More Issues in the Wavelength-Dispersive Spectrometric Characterization of YBa2Cu3O7-δ

Abstract

Development of the techniques for microscale analysis of oxygen in YBa 2 Cu 3 O 7-δ (Y123) is important for determining the quality of bulk and thin film Y123 used in devices. The only characteristic X-ray for oxygen (Kα) is generated by an atomic 2p→1s transition and the “2p” electrons in oxygen are actually involved in bonding and have a range in energies. The oxygen Kα peak therefore changes shape and position according to the density of electron states.

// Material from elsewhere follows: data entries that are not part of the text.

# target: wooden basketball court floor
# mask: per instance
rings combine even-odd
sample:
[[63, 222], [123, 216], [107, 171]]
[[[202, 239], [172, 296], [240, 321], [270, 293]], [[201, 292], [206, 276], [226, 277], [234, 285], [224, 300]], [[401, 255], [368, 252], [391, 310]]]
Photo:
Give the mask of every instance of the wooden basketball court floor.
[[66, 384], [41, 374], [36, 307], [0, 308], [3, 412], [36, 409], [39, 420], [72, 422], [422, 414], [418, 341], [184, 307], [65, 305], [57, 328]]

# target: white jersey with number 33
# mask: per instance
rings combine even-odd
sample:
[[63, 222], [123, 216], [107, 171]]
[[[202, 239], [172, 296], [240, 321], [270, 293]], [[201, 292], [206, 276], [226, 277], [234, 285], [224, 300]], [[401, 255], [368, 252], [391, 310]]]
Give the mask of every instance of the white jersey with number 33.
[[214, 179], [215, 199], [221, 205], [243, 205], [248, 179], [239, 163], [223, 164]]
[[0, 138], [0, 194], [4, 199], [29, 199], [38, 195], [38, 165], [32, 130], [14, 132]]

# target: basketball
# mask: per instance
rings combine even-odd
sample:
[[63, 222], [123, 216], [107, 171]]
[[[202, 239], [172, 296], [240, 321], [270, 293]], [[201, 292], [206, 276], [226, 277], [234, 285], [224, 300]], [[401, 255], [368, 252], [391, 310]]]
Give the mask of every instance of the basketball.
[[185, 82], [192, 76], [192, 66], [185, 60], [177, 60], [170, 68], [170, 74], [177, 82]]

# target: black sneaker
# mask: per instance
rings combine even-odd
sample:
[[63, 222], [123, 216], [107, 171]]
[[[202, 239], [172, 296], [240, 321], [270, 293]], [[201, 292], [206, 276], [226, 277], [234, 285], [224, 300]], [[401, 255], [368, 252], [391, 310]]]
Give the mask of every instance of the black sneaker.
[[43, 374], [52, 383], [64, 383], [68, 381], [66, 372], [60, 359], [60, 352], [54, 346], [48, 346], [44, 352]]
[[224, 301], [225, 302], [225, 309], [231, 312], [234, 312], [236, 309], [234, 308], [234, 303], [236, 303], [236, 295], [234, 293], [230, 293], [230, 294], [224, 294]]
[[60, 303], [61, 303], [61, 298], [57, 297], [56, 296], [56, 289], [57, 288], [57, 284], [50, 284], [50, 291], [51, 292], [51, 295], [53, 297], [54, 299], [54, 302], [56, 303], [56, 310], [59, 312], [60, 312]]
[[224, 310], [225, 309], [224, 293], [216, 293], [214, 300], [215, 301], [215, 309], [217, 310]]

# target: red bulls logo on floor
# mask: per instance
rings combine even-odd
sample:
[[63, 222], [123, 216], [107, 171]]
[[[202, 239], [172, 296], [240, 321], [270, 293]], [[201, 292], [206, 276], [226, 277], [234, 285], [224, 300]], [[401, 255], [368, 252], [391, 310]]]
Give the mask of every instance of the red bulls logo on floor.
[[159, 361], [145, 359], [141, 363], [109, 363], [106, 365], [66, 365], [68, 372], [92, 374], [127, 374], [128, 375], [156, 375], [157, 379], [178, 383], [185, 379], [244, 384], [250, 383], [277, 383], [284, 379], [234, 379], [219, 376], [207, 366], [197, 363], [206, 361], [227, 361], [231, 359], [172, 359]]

Careful consideration of this for a number of oxides shows that few of these materials have O Kα peak heights (or positions) that are compatible with each other. Conventional electron microprobe analysis that employs peak centroid height as a proxy for the peak area must, therefore, produce systematic errors for many sample-standard pairings. Some of these are documented. O Kα peak areas were also documented by step counting over the entire peak and integrating. Although a greater number of consistent sample-standard pairings were obtained by this method, the overall consistency of peak area and oxygen contents is still weak. Furthermore, Y123 has a peak that is not consistent with those of any oxide standard (including other yttrium barium copper oxides). Decomposition of the scanned peaks into a series of pseudo-Voigt peaks did not produce satisfactory results as scans could only be fitted using large numbers of small peaks. This suggests that another phenomenon is influencing the peak shape. The most likely is oxygen self-absorption which is expected to be very different for different oxides with different densities of states. The oxygen self-absorption spectrum was determined for optimally doped Y123 and has a distinct shape insofar as there are no actual peaks in the spectrum but a gentle slope over about 10 eV. High-quality analyses of O in Y123 require further development of the database for O soft X-ray emission and absorption.